Of course, all of this is purely hypothetical right now. It could also be a waste of ink if Trump insists on changing the Iranian regime from the inside out. Over the last 48 hours, Trump has given a slew of interviews pontificating about who Khamenei’s replacement might be and demanding that he personally sign off on the next candidate. (In the end, the Iranians did not consult him and installed Khamenei’s son, Mojtaba.) If this feels like the very regime change he lambasted during his previous presidential campaigns, that’s because it is. What Trump seems to be after is not merely degrading Iran’s ballistic missile stockpile, preventing Iran from acquiring a nuclear weapon, or wiping out Tehran’s ability to project power against its neighbors, but a wholesale transformation of the Iranian government and a complete 180-degree shift in Iranian foreign policy. To think the regime would cater to these demands even as it’s under military pressure is delusional. The first, second, and third priority of the regime is to keep itself in power, and bowing to Trump’s diktats would bring the exact opposite result.
The question, then, becomes what a potential negotiated deal could look like. Some of the Trump administration’s demands—Iran can never have a nuclear weapon—are reasonable and in keeping with longstanding U.S. policy.

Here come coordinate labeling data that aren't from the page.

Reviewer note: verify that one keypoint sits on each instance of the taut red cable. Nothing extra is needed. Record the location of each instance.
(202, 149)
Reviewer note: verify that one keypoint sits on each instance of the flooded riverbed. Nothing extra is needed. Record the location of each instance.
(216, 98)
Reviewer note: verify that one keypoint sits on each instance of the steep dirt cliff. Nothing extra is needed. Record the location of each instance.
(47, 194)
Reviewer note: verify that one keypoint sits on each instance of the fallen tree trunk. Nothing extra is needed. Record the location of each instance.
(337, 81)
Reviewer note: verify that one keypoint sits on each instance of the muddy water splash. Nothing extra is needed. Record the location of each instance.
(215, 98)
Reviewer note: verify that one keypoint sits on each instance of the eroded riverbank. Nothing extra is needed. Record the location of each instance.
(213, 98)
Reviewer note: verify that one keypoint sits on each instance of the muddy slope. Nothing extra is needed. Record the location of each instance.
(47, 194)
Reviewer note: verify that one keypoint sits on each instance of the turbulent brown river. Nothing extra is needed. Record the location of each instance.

Others, like Iran being essentially gutted of its defense capabilities, cutting all ties with its proxy networks in the Middle East and agreeing to become the Persian Gulf’s version of post-Maduro Venezuela are obviously desirable but unrealistic given Tehran’s own objectives.
We also need to ask whether Tehran would be responsive to more diplomacy with Trump. Casual observers who see Iranian military bases, government buildings, and mobile missile launchers getting blown up on the news may scoff at this question. But we need to remember that Iran has been burned by Trump at least three times before. The first time was in May 2018, when Trump withdrew Washington from the 2015 nuclear deal. The second was last June, when Trump permitted Israel to begin a 12-day bombing campaign against Iran despite having scheduled the sixth round of nuclear negotiations with Iranian officials days later. The third was last week, when the Trump administration chose to unleash a second, more comprehensive air campaign only days after U.S. and Iranian negotiators met in Oman for talks, which Iran’s Foreign Minister, Abbas Araghchi, called serious. Given this track record, the regime will view any outreach by the White House as suspect.
Last June, Trump essentially made Israel swallow a ceasefire. The U.S. objectives back then were straightforward and easily explained to the American public: destroy, or at least heavily damage, Iran’s three major nuclear facilities. Once that goal was met, Trump declared victory, patted himself on the back for a job well done, and pressured Israel’s Prime Minister Benjamin Netanyahu to stop his own airstrikes.
Today, the situation is markedly different. U.S. objectives are wishy-washy and change by the hour; rumors of U.S. ground troops deploying into Iran are beginning to percolate; and Trump appears to want to end the Iranian problem once and for all. If this is the case, then there’s no off-ramp to consider.